Entretemps, des religieuses de Sainte-Croix ont assuré une permanence dans notre paroisse : tout d’abord, Sœur Raymonde Maheu jusqu'à sa grave maladie et son décès en 2005; elle fut  momentanément remplacée par Sœur Pauline Léger, c.s.c., alors qu’en 2006, Sœur Danielle Beaulieu, c.s.c. prend la relève. Ces ‘femmes vaillantes’ ont profondément marqué de leur générosité, de leur compétence et de leur dévouement inlassable notre communauté paroissiale. Sans remplacer complètement les ministres du culte, elles ont su maintenir les liens spirituels et communautaires : la fondation du mouvement Jean-Parle pour les jeunes adolescents, la pastorale du baptême des enfants d’âge scolaire, les parcours catéchétiques des tout-petits et des enfants, la préparation et la réalisation de liturgies mémorables pour Noël et Pâques pour ne nommer que ces activités. En raison du présent retrait temporaire de Sœur Danielle, deux religieuses de la Congrégation de Notre-Dame, Sœurs Josée Desmeules et Lise Lajeunesse accomplissent présentement la tâche.

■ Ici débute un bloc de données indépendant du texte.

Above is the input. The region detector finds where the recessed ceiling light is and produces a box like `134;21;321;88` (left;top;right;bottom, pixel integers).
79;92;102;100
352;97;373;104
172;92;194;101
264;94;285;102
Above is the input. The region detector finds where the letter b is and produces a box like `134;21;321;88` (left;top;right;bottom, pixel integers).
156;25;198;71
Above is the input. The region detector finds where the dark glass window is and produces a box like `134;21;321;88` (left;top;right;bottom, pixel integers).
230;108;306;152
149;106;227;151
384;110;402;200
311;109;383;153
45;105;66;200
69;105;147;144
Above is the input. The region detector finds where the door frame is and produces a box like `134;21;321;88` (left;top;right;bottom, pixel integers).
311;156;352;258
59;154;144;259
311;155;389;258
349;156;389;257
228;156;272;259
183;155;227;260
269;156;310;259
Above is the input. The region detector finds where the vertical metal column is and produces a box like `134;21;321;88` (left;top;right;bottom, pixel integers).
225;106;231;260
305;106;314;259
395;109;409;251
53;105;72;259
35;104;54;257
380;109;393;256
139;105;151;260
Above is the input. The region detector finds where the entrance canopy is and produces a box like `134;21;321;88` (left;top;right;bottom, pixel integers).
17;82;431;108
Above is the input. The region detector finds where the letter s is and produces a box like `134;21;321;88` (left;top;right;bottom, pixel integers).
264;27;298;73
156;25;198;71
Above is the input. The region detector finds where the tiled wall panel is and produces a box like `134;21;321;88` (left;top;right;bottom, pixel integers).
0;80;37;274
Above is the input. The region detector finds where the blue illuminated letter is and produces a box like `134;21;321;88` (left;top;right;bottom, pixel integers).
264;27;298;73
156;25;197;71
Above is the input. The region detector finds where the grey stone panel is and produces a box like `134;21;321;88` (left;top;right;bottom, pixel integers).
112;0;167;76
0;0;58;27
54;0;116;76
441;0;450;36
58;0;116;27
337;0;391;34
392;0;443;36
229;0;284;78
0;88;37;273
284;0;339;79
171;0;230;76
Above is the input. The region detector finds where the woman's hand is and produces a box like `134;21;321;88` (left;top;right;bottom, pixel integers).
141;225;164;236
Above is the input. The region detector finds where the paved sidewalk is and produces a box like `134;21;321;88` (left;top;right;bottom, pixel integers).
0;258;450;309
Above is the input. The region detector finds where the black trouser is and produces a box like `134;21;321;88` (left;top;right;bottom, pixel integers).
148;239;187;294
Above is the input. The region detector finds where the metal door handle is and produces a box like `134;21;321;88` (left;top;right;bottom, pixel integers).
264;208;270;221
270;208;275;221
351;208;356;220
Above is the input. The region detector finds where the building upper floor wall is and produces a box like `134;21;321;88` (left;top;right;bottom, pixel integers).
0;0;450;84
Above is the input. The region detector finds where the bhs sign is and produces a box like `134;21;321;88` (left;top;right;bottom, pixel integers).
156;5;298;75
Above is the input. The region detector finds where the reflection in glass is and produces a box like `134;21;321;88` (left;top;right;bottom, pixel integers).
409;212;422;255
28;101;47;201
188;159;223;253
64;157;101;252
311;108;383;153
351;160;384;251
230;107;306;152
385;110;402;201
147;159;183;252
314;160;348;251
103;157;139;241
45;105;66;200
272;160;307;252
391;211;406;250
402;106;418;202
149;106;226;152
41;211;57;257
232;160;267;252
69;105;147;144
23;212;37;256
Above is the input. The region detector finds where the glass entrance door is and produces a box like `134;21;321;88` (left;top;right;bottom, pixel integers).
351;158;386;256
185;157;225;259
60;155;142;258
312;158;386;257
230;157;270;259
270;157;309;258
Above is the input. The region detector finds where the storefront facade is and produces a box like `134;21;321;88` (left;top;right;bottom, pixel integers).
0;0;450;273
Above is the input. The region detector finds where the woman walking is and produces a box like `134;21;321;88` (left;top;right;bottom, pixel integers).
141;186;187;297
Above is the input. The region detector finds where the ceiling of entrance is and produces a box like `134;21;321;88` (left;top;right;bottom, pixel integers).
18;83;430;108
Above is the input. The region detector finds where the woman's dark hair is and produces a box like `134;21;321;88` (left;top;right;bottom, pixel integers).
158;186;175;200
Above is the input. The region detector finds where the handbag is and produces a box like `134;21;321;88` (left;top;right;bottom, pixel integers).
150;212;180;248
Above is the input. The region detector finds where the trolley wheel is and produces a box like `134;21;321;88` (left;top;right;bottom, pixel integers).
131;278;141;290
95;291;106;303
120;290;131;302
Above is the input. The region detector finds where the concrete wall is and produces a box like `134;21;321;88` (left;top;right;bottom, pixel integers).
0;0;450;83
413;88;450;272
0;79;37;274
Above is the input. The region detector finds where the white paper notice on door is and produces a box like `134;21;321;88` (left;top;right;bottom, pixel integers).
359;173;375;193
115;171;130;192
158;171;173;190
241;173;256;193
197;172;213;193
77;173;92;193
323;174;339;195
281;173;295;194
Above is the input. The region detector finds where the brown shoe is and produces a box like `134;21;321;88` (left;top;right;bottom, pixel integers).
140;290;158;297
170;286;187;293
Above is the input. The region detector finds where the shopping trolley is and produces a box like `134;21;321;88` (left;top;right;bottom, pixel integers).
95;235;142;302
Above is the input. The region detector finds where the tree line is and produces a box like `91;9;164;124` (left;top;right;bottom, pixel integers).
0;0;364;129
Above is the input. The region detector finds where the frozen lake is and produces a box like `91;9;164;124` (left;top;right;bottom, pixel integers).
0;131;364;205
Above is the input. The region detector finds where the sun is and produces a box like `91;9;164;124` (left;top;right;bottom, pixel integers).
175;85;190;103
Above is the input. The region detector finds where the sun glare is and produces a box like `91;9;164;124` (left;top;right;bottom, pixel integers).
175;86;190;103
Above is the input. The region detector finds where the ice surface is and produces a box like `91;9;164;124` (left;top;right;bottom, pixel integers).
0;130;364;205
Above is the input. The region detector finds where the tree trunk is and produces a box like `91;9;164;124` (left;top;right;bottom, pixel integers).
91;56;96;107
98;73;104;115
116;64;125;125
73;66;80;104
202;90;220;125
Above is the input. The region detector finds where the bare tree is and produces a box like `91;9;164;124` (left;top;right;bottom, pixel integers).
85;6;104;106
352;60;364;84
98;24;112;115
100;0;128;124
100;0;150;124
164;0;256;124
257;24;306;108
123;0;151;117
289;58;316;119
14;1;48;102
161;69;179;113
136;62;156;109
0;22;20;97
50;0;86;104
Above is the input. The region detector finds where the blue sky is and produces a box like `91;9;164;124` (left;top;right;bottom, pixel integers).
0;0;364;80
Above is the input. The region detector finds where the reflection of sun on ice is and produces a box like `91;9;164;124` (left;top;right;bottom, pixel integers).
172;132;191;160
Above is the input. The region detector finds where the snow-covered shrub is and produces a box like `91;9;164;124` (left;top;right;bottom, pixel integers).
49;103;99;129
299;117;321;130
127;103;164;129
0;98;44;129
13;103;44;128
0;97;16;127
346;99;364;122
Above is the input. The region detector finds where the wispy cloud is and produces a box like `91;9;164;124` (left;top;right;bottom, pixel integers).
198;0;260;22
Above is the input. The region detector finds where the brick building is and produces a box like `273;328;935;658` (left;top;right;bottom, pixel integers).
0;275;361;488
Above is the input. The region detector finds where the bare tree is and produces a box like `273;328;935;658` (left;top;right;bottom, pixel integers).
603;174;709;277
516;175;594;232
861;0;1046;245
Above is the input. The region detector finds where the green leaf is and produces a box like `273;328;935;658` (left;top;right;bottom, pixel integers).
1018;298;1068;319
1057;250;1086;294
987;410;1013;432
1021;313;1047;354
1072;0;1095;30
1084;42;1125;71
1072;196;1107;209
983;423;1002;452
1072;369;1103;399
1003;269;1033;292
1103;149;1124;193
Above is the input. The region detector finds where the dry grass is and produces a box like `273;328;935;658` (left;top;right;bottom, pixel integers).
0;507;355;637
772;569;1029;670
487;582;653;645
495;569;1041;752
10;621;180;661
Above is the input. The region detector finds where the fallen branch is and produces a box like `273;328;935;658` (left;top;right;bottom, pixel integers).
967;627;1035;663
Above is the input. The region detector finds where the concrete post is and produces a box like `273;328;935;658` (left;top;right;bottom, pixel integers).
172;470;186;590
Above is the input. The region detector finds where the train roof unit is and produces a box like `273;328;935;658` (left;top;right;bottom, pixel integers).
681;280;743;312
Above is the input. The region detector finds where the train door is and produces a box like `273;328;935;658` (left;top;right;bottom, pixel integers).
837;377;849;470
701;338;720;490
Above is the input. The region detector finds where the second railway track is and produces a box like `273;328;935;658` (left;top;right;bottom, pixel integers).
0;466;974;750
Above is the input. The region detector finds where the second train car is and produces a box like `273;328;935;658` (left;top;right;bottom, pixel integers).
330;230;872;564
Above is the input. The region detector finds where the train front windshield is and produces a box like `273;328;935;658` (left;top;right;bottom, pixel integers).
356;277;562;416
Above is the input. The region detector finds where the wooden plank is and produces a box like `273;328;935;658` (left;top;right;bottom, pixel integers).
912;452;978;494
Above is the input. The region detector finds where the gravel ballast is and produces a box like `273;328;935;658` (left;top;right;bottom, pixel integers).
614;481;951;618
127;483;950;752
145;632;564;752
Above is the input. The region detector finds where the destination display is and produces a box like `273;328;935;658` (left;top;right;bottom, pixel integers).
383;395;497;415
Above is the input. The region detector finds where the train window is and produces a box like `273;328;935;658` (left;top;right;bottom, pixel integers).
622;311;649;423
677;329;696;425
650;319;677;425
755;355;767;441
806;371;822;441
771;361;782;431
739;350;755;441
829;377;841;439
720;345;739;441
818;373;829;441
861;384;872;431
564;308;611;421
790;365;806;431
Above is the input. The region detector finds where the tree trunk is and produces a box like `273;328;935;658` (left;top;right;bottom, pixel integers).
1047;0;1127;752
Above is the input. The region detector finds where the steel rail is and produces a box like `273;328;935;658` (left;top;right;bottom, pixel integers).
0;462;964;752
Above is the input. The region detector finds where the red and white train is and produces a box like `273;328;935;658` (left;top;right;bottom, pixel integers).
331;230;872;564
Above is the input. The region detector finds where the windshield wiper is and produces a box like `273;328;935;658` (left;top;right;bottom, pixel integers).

On dit de la communauté paroissiale de Notre-Dame-du-Bois-Franc qu’elle est "tissée serrée" en ce sens que la vaillance et l’énergie de ses membres assurent constamment sa survie dans un environnement devenu, au cours, des ans plurireligieux. Pour resserrer les liens qui les unissent et pour recueillir des fonds, il faut mentionner le lucratif Bazar qui a connu sa 1ère édition le 12 mai 1983 pour se transformer progressivement en Vente de pâtisseries puis en Vente de ‘sucré/salé’  et le très couru Souper- Spaghetti qui, à sa 6e édition d’octobre 2009, a réuni 33 bénévoles pour l’organiser. Le brunch du dimanche midi, au restaurant Boccacinos de Côte-Vertu, réunit un nombre variable de paroissiens qui y poursuivent, dans la joie et la fraternité la liturgie dominicale. Le proprio, Gerry, est d’ailleurs le commanditaire principal du souper-spaghetti annuel.


Depuis le début de l’année pastorale 2009-2010, Notre-Dame-du-Bois-Franc est devenu le rendez-vous hebdomadaire de tous les paroissiens de l’Unité pastorale Saint-Laurent désirant assister à la messe du matin à 8h00.


L’histoire continue donc à s’écrire chaque jour!